4
Well, then, the Great Romance was completed in 1897—and they would have none of it. And so it remained for another ten years, more or less, in one of the spacious compartments of the Japanese bureau.
Machen was, at this time, living the literary life, not quite as it was lived by the swish young men who were then breaking into print and whose names appeared in the more sensational evening papers and on court writs, but still, it was the literary life and still—a noble profession.
The Japanese bureau, its cubbyholes and compartments jammed with notes and notebooks and scraps of paper, had yielded up many tales and articles that appeared in this or that journal. Machen had already written The Holy Things, Psychology, Witchcraft, The Rose Garden, The Ceremony, Midsummer and many other. He was becoming well known as the author of a number of rather strange, rather clever stories. Sometimes they were called “nasty” or “disagreeable” stories by outraged critics who were quite likely to view them with an eye jaundiced by too careful perusal of The Yellow Book. The Keynote Series sold quite well and Machen’s The Great God Pan and The Inmost Light in Volume V, The Three Impostors and The Iron Maid in Volume XIX had wide circulation. The Memoirs of Casanova, published in the same year as Pan, though limited to a thousand copies, brought him some reputation and recognition on a more scholarly plane. Still, he made no fortune on these books, then—or ever. And that was beginning to matter. He was even moved, in 1895, to enter an American short story competition. His entry, The Red Hand, written for the competition, won no prize but it did appear in the Christmas issue of Chapman’s Magazine for that year.

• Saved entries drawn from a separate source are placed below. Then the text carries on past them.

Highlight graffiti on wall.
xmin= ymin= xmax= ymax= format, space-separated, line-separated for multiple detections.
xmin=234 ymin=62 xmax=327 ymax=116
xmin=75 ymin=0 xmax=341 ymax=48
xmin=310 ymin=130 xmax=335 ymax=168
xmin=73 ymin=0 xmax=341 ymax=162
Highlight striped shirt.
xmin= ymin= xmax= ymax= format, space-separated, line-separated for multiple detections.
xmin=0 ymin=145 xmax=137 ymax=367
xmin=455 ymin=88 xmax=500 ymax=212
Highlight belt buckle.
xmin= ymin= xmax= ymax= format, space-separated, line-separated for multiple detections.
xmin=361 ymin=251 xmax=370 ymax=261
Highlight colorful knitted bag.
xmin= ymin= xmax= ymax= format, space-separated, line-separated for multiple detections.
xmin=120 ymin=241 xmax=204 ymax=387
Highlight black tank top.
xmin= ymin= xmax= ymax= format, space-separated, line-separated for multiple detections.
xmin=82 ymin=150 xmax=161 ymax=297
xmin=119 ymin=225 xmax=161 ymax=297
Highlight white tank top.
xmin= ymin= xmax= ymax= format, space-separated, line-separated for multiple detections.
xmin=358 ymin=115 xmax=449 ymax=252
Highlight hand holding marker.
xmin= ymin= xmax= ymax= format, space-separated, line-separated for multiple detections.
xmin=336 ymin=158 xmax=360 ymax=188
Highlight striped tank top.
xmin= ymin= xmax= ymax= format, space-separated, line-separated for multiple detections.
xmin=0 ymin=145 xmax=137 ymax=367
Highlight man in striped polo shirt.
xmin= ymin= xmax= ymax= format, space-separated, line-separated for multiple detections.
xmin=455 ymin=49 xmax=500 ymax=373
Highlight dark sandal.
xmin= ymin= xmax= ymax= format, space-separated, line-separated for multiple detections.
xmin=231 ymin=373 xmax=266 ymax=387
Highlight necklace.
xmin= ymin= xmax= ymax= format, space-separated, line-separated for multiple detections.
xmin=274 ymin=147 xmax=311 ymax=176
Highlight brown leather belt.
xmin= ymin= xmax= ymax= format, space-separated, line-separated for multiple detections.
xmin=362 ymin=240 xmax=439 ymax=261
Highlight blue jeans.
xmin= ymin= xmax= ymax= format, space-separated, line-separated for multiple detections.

It was a quiet life. He had, in those days, few friends and few acquaintances. His life was in reading books and in writing them. That no one seemed to be publishing them was, for the moment, quite unimportant. He describes his daily routine in Things Near and Far: “Every morning after breakfast I read over what I have written the night before, correcting here and there and everywhere, generally convinced that the passage which had pleased me so much as I wrote it was, after all, not magnificent. I took the bulldog for a walk from twelve to one, and another half hour walk in the afternoon. Then two cups of tea without milk or sugar at four, and the rigor of the literary game till seven, and again after dinner till eleven. It was a life of routine, and all its adventures, difficulties, defeats and rare triumphs were those of the written page.”

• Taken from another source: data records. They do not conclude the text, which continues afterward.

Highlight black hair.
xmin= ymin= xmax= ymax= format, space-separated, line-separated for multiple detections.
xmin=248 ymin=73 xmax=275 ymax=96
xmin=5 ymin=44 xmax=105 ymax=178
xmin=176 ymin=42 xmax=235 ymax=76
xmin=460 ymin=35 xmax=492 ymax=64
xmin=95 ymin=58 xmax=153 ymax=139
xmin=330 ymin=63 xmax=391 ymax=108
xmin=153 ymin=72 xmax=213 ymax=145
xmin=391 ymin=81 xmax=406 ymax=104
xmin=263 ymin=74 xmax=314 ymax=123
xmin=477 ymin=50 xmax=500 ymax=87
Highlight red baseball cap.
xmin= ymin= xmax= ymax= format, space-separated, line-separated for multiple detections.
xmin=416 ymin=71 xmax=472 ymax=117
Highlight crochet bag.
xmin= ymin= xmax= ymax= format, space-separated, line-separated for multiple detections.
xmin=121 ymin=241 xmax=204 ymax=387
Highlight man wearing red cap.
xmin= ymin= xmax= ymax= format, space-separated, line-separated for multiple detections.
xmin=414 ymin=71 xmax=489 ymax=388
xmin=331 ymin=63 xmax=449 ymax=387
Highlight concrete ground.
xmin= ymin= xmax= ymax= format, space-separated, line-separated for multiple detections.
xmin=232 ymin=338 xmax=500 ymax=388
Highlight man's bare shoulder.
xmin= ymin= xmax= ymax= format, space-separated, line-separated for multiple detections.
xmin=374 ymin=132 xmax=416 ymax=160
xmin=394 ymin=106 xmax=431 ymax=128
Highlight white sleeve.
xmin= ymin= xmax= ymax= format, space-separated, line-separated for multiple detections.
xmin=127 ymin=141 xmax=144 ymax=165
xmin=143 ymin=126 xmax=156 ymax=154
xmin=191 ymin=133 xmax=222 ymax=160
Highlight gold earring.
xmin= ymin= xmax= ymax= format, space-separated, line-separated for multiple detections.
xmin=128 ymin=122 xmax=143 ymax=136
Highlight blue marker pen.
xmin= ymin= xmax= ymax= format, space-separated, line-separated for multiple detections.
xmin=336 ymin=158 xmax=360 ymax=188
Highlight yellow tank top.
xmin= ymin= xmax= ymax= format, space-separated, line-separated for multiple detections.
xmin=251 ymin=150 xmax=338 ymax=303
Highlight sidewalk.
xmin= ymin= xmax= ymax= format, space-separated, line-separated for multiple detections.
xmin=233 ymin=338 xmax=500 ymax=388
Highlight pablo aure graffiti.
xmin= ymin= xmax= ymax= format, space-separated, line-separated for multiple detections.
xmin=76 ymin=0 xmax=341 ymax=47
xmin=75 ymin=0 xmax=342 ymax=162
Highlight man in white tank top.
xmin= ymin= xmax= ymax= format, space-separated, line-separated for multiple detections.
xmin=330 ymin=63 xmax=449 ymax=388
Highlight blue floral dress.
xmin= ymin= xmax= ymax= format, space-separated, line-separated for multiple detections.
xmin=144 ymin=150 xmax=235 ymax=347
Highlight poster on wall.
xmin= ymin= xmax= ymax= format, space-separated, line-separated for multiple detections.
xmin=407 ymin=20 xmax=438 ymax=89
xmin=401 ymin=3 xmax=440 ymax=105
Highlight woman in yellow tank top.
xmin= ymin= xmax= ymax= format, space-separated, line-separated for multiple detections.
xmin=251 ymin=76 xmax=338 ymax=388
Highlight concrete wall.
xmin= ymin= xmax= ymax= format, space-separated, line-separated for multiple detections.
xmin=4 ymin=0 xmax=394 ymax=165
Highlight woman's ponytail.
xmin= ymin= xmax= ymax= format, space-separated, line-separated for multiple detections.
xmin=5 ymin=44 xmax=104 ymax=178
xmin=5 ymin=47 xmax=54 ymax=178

This was the literary life far removed from the rarified atmosphere of the Cafe Royale and merry, mad circle of poets and artists of the Dowson, Beardsley, Conder, Crackenthorpe set who were usually contemplating Soho or suicide or both. It was the literary life of a recluse, of a Dyson, or of the brilliant monologist of Hieroglyphics. In the course of these long and thoughtful evenings when the pen scratched and the bulldog dozed and page followed page into the cubbyholes or into oblivion, Machen formulated many of the theories of art and literature which were expounded by the recluse of Barnsbury. Writing of this period some years later Machen says that literature “is one of the many ways of escaping from life, to be classified with Alpine Climbing, Chess, Methylated Spirit and Prussic Acid.” But this was written in 1915 or thereabouts, in 1897 he was less inclined to a mellow cynicism. For it was then not only an escape from life, but a means, perhaps “the only means of realizing and shewing life, or, at least certain aspects of life.”

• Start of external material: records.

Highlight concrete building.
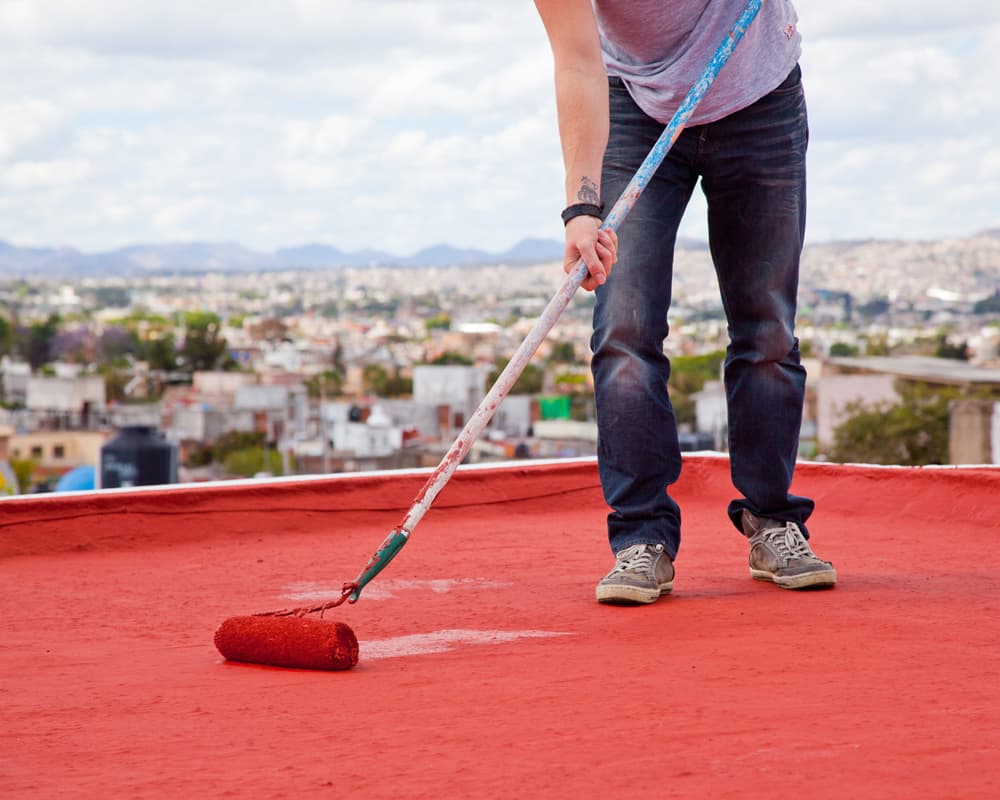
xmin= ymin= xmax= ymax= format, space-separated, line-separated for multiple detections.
xmin=492 ymin=394 xmax=534 ymax=438
xmin=0 ymin=359 xmax=31 ymax=406
xmin=192 ymin=371 xmax=257 ymax=398
xmin=691 ymin=380 xmax=727 ymax=450
xmin=949 ymin=400 xmax=1000 ymax=464
xmin=330 ymin=405 xmax=404 ymax=459
xmin=819 ymin=356 xmax=1000 ymax=462
xmin=430 ymin=324 xmax=503 ymax=364
xmin=235 ymin=384 xmax=309 ymax=441
xmin=261 ymin=342 xmax=302 ymax=374
xmin=532 ymin=419 xmax=598 ymax=458
xmin=170 ymin=405 xmax=256 ymax=444
xmin=377 ymin=398 xmax=450 ymax=440
xmin=816 ymin=372 xmax=898 ymax=447
xmin=412 ymin=365 xmax=488 ymax=430
xmin=26 ymin=374 xmax=106 ymax=414
xmin=8 ymin=430 xmax=107 ymax=472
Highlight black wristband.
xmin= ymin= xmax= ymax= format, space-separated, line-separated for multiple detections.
xmin=561 ymin=202 xmax=604 ymax=226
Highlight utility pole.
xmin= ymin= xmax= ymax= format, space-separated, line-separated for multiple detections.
xmin=320 ymin=373 xmax=330 ymax=473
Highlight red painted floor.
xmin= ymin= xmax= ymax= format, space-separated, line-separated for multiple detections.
xmin=1 ymin=456 xmax=998 ymax=799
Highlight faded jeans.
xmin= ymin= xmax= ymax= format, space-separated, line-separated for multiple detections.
xmin=593 ymin=65 xmax=814 ymax=559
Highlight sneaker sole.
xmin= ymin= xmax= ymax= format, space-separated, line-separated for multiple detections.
xmin=750 ymin=568 xmax=837 ymax=590
xmin=596 ymin=581 xmax=673 ymax=605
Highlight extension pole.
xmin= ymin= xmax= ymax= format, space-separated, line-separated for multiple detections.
xmin=343 ymin=0 xmax=766 ymax=604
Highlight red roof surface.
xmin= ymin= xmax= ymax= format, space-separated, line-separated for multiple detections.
xmin=2 ymin=456 xmax=999 ymax=798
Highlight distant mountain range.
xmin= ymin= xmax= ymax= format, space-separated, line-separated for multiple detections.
xmin=0 ymin=237 xmax=564 ymax=277
xmin=0 ymin=230 xmax=995 ymax=278
xmin=0 ymin=235 xmax=710 ymax=277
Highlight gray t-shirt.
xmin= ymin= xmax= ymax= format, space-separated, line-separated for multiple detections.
xmin=594 ymin=0 xmax=802 ymax=125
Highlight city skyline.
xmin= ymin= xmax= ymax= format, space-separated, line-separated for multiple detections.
xmin=1 ymin=1 xmax=998 ymax=255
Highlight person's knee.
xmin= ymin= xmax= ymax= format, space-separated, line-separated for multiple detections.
xmin=592 ymin=321 xmax=669 ymax=390
xmin=730 ymin=320 xmax=797 ymax=364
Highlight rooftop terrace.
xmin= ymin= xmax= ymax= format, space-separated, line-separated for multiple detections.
xmin=2 ymin=456 xmax=998 ymax=798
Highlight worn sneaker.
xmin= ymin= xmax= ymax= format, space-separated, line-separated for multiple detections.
xmin=742 ymin=510 xmax=836 ymax=589
xmin=596 ymin=543 xmax=674 ymax=604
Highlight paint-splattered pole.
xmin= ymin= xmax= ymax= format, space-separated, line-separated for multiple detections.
xmin=281 ymin=0 xmax=767 ymax=614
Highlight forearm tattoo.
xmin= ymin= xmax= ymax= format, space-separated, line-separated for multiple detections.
xmin=577 ymin=176 xmax=600 ymax=204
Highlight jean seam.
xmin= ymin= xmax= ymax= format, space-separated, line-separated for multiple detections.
xmin=695 ymin=127 xmax=708 ymax=164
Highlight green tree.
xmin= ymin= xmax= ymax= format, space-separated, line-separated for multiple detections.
xmin=668 ymin=350 xmax=725 ymax=426
xmin=382 ymin=372 xmax=413 ymax=396
xmin=827 ymin=380 xmax=959 ymax=466
xmin=934 ymin=334 xmax=969 ymax=361
xmin=363 ymin=364 xmax=388 ymax=395
xmin=864 ymin=334 xmax=892 ymax=356
xmin=184 ymin=443 xmax=214 ymax=468
xmin=489 ymin=358 xmax=544 ymax=395
xmin=182 ymin=430 xmax=265 ymax=468
xmin=141 ymin=334 xmax=178 ymax=371
xmin=829 ymin=342 xmax=859 ymax=357
xmin=25 ymin=314 xmax=61 ymax=369
xmin=425 ymin=313 xmax=451 ymax=331
xmin=554 ymin=372 xmax=587 ymax=388
xmin=9 ymin=458 xmax=36 ymax=494
xmin=570 ymin=393 xmax=595 ymax=422
xmin=0 ymin=315 xmax=17 ymax=357
xmin=179 ymin=312 xmax=228 ymax=372
xmin=669 ymin=351 xmax=725 ymax=393
xmin=430 ymin=351 xmax=473 ymax=365
xmin=363 ymin=364 xmax=412 ymax=397
xmin=213 ymin=430 xmax=267 ymax=462
xmin=305 ymin=369 xmax=344 ymax=399
xmin=111 ymin=311 xmax=170 ymax=327
xmin=224 ymin=447 xmax=284 ymax=477
xmin=100 ymin=365 xmax=130 ymax=404
xmin=548 ymin=340 xmax=578 ymax=364
xmin=670 ymin=392 xmax=696 ymax=428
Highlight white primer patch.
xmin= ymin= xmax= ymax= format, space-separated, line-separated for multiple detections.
xmin=282 ymin=577 xmax=512 ymax=602
xmin=362 ymin=628 xmax=572 ymax=660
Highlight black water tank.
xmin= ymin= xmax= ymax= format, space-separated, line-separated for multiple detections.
xmin=100 ymin=426 xmax=178 ymax=489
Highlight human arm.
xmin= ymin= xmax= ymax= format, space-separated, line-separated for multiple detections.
xmin=534 ymin=0 xmax=617 ymax=290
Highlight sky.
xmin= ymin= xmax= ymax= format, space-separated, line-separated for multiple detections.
xmin=1 ymin=0 xmax=998 ymax=256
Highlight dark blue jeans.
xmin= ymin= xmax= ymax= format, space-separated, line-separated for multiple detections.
xmin=593 ymin=65 xmax=814 ymax=559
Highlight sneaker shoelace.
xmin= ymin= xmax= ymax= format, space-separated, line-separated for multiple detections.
xmin=760 ymin=523 xmax=815 ymax=561
xmin=611 ymin=544 xmax=655 ymax=574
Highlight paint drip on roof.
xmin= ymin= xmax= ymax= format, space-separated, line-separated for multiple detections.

This preoccupation with literature extended even to his employment, for through 1898 Machen worked on the staff of “Literature,” a weekly paper published by the Times. This seems to have been not too happy an association, for he says he had been harassed and worried for a whole year in the office of “Literature,” and that he was in high spirits in May 1899 when he was released from this bondage.
Besides, there were a great many important things to be done. There was, of course, another Great Romance. Like its predecessors this one did not quite come off, or it was never quite finished. What there was of it was eventually published as The White People. There were other irons on the hearth, and one of these had been heated and re-heated many times before; but it was never quite forged or beaten into shape.
This is the story we know as A Fragment of Life. It is, in its present state, a mere fragment of a great work. Machen had lived with the idea for ten years or more, for the story was born in another tale published in the Globe or the Gazette or some other paper in 1890 under the title The Resurrection of the Dead, which was not quite what Machen intended when he originally called it Resurrectio Mortuorum.
This story is about a man who one day recovered his “ancestral consciousness.” The idea had long fascinated Machen, perhaps because he was forever on the verge of recovering his own “ancestral consciousness,” or perhaps because he had never quite lost it. At any rate, it was always close to him, it greatly influenced his daily life because he never became used to the contrast between “raw London suburbs and the old gray houses under the forest near the river” in Gwent.
This, and The White People, seemed to have been of the greatest importance to him. Neither was finished in that century—nor were they ever completely finished. Yet in this time he wrote and completed one of the best of his books, and one of the finest books of our time. Hieroglyphics was finished in 1899 and it joined the fragments and the beginnings of the Great Romances that had been written and put aside in that repository of Great Romances—the Japanese bureau.
Of Hieroglyphics we shall have much to say later, for it is of greater significance in this twentieth century than in the nineteenth century in which it was written.